When Caesar produced their first set of Roman Legionaries they delivered a very worthy set of soldiers in the classic Roman armour with some excellent poses. So when we saw that they intended to bring out a second set, we anticipated much the same but with some new poses. But that isn’t how it turned out. Instead, Caesar have explored the appearance of the Roman soldier in a bit more detail, and come up with something a little different from the norm.
The most obvious difference between these troops and those in the first set is their body armour. The first set showcased just the Lorica Segmentata, but there are three different types of armour in this second product. The four legionaires on our top row all appear to be wearing mail armour, which never seems to have disappeared even when the ‘segmented’ armour was at the height of its popularity. At least we assume it is mail, as the texture is not particularly specific. However all the suits have strange horizontal banding on them, which would not be appropriate for mail and may instead be some form of small scale armour. The basic design of the armour, and all other elements of the costume, are correctly done.
The second row contains three men all wearing scale armour. As with mail this never completely disappeared, although it was much less common during the first and second centuries where this set is clearly aimed. It is unusual to see scale armour depicted on such figures, but while the scales themselves are rather large these are otherwise accurate models. The centurion on the end is dressed in typical fashion, including helmet with transverse crest and a harness on his chest bearing his phalerae, as well as the staff that he is holding.
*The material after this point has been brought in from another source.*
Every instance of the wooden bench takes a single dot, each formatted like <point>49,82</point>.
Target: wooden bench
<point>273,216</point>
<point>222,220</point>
The final row finds all the men wearing the very familiar segmentata armour, but rather than repeat what they produced in their first set Caesar have made these men rather different. All these four figures have plate armour on their right arm, rather like a gladiators, and most have greaves on their lower legs too. In addition all have the reinforcing bars across the helmet crown (as do all the legionaires in this set), so these are clearly extra heavy infantry. However some sources suggest that such men were given mail rather than segmented armour, although there is far too little evidence to be sure of this. What we can say is that Roman greaves were tied to the leg (not sprung to grip like the Greek), so it is a pity that while all these men have theirs tied at the bottom none are tied at the top, which would not have worked in practice.
Apart from the observations already made these figures all look accurate, although the bands on the lorica segmentata are too wide, and therefore too few, on the four poses that wear it. They have their sword suspended from a baldric on the right hip and their dagger on the left, and in many cases the weapon they are carrying is variable as they have ring hands into which the separate weapons can be inserted. These weapons, which are swords and pila spears, come on a separate sprue, of which there are six per box. They are well done (including a better length for the pila) and fit the hands well. Some of the figures are better with a pilum, yet we have given our examples a sword simply to make photography easier.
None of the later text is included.